The Penguin edition of Jeeves in the Offing was first published in 1963, and it's set in Intertype Garamond, a clear and simple type:


You can see, even from that little snippet, that Wodehouse is back using some of his old jokes (eggs and b.) and familiar rhythms. Maybe the nostalgia factor does enter into the equation here: in times of uncertainty, what can be nicer than to hear once again the reassuring rise and fall of a loved narrative voice?

Much Obliged, Jeeves (1971) is of similar calibre, though the prose is a little more discursive. The Ionicus cover, I confess, is one of his worst:


It's an imperfect copy, unfortunately, with some damage to Jeeves's jacket caused by an over-adhesive label, but the essence is there. The foreground table, I like. Aunt Dahlia, seated, is good. Bertie, standing and adjusting his tie, not too dusty. But Jeeves on the right and L.P. Runkle (especially) in the middle: awful. L.P.R. is out of proportion and apparently a cardboard cutout. Jeeves is making a startling revelation (this is the key scene at the end of the book) but he might as well be announcing dinner. Where is the drama? It could almost be a different illustrator to the Ionicus who drew the best examples in the series. Ah, well; such is life.

Here are the first few lines - and it will be noted that the mise-en-scene is remarkably similar to that at the start of Jeeves in the Offing:

First published by Penguin in 1981, and the font is Linotype Baskerville. I'm not keen on the left-justified chapter heading; it's just a bit too matter-of-fact. Still, it's all perfectly serviceable.
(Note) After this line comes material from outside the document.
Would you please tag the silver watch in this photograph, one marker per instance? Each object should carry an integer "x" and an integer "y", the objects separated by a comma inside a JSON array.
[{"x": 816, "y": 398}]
It's possible that one of the reasons I had a prejudice against Much Obliged, Jeeves was the cover. Reading it again, I was surprised to see haw much I enjoyed it. Set during a tightly-fought by-election at Market Snodsbury (the same one that Aubrey Upjohn had been trying to be selected for in Jeeves in the Offing?), it has some nice gags about politicians and even a gag about world over-population:

"If steps aren't taken through the proper channels, half the world will soon be standing on the other half's shoulders."
"All right if you're one of the top layer."
"Yes, there's that, of course." (page 49)

There aren't any rip-roaring set pieces, but there's much to enjoy, and it's worth pointing out (if the reader did not know) that Wodehouse was 90 years old when this was published, and even then was writing much better than I ever will.